Wagar, who practices in a coven, hopes to spread that message at the University of Alberta where he’s serving as the institution’s first ever Wicca chaplain since September 2014.

The U of A Chaplains Association hosts 14 chaplains, including a Catholic, Muslim, Buddhist and Jewish chaplain. While it’s typical for post-secondary institutions to accommodate “mainstream” faiths, Wagar supports a more “unknown” minority religion. In the Government of Canada’s 2011 National Household Survey, only 10,225 Canadians and 1,535 Albertans identified as Wiccan.

Wagar says when he tells someone he’s Wiccan, they usually try to convert him to Christianity or ask him if he worships the devil. After 30 years of acting as a Wiccan high priest, Wagar doesn’t get offended when people find him and his religion odd or bizarre.

“Well, they’re right,” Wagar says. “Wicca is unusual in that all of our clergy people are expected to have mystical trance experiences. So yeah, that is mysterious and weird.”

But “mysterious and weird” doesn’t necessarily mean evil, like the stereotypical long-nosed, pointy-hat-wearing, black magic-performing antagonist wenches that eat children in TV and fiction.

“A lot of what people think about Wicca come from fairy tales or from Disney,” he says. “We’re probably the only religion in the world that has the Wicked Witch of the West from The Wizard of Oz and Disney characters defining the notion of who we are.

“We aren’t interested in cursing people and we’re not based on somebody’s fantasy life … It’s all a load of crap.”

Wiccans also don’t associate with Satan, endorse sexual assault or sacrifice cats. But they do perform rituals, such as blessing objects for protection or fertility spells for harvest growth. Some Wiccan rituals do require an athame, a double-sided knife, but not to harm — they’re used as a beacon of energy in some spells.

And when Wagar arrives on campus, he takes the bus — not a magical flying wooden broom. The only symbol Wiccans hone is an upright pentagon, with each point representing earth, air, fire, water and the spirit, which ties the four elements together.

And the colour black?

“I have been told that many priestesses like to wear the colour black because it’s slimming,” Wagar says with a chuckle. “It’s a good neutral colour and easy to work with. I have a black robe, but only because I was given one.”

In addition to serving as the U of A’s Wiccan Chaplain, Wagar is also the High Priest of the Congregationalist Wiccan Assembly of Alberta’s Ravenwood Temple, located in Edmonton.
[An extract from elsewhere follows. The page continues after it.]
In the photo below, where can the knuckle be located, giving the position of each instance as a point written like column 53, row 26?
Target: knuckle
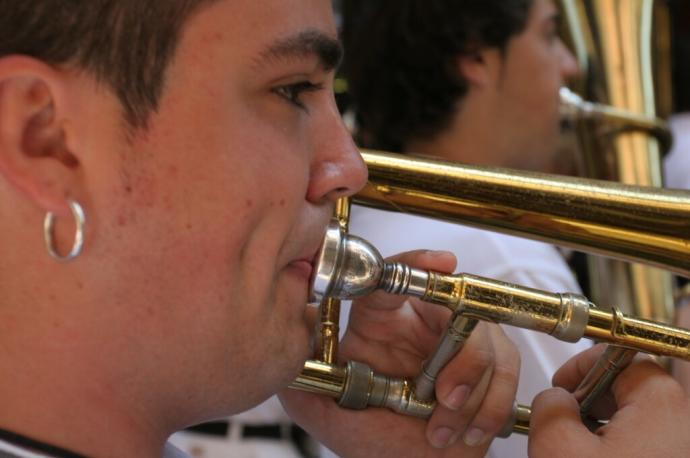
column 479, row 360
column 505, row 375
column 493, row 415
As a high priest and chaplain, Wagar’s goals include assisting the U of A’s Wiccan and Pagan community spiritually, working with other faiths and educating and informing others about the basic beliefs of Wicca.

While there is a large mainstream religion population at the U of A, Wagar has been supporting a “small group” of students, faculty and staff who ascribe to Wicca. Many of them have yet to “step out of the broom closet,” and publicly declare their faith out of fear of discrimination, Wagar says. But they’ve been “delighted” to have a Wicca chaplain for the first time, especially if they start to question their faith, just like Wagar did 33 years ago.

“You don’t want people to think you’re odd when you’re just trying to find your way,” Wagar says. “People aren’t as comfortable coming out of the closet as Wiccan. I’m here to offer that support.”